On Jan. 24, the City Council revised its traffic policy to allow new developments to ignore the 2-second rule if a solution to the problem is feasible and is planned for the near future – a solution such as the single-lane roundabout.
On Feb. 14, the council took up a resolution that would temporarily exempt development affecting the intersection from both the level of service rule and the 2-second rule. The exemption would be reviewed every three years.
The city is using policy 7-CI of the General Plan to support that change.
On March 14, lawyer Willliam W. Abbott will explain why he believes the city is on solid legal ground for using that policy to make the exemption.
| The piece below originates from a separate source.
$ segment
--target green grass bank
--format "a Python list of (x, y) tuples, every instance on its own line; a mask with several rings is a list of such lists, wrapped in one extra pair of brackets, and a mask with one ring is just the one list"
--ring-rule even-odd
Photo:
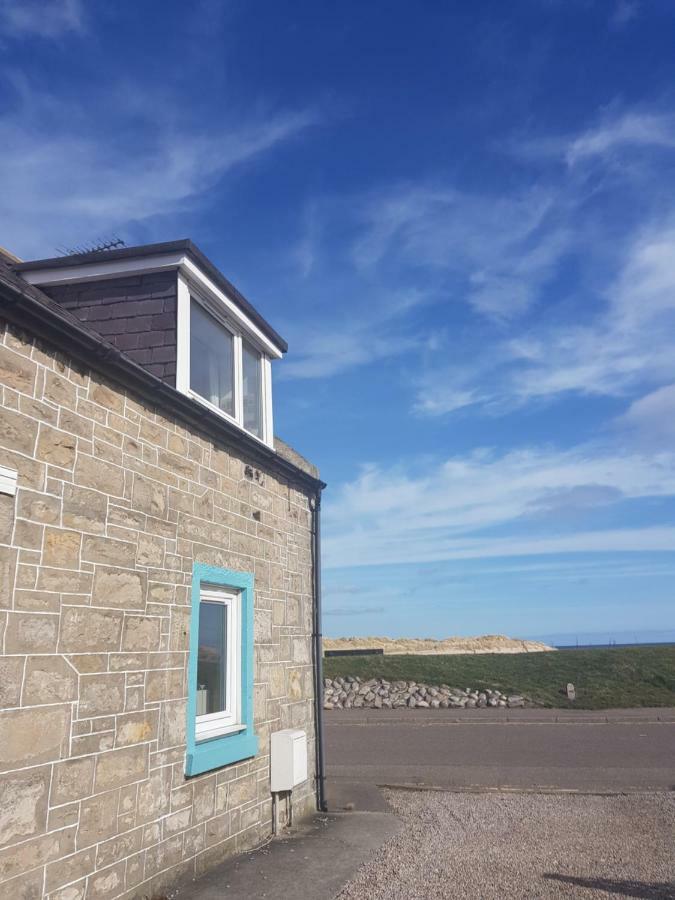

At issue is whether the city can rely on the environmental impact report it did for its General Plan to allow the increased traffic at that intersection.
Opponents to the change argue that policy 7-CI cannot be used to exempt the intersection from the traffic policy. To allow more traffic at the intersection, the city should do a new environmental impact report, according to Thomas P. Infusino, a Pine Grove land use lawyer retained by Citizens Concerned About Traffic to review the issue.
The City should go back to the policy it adopted on Jan. 24, opponents said.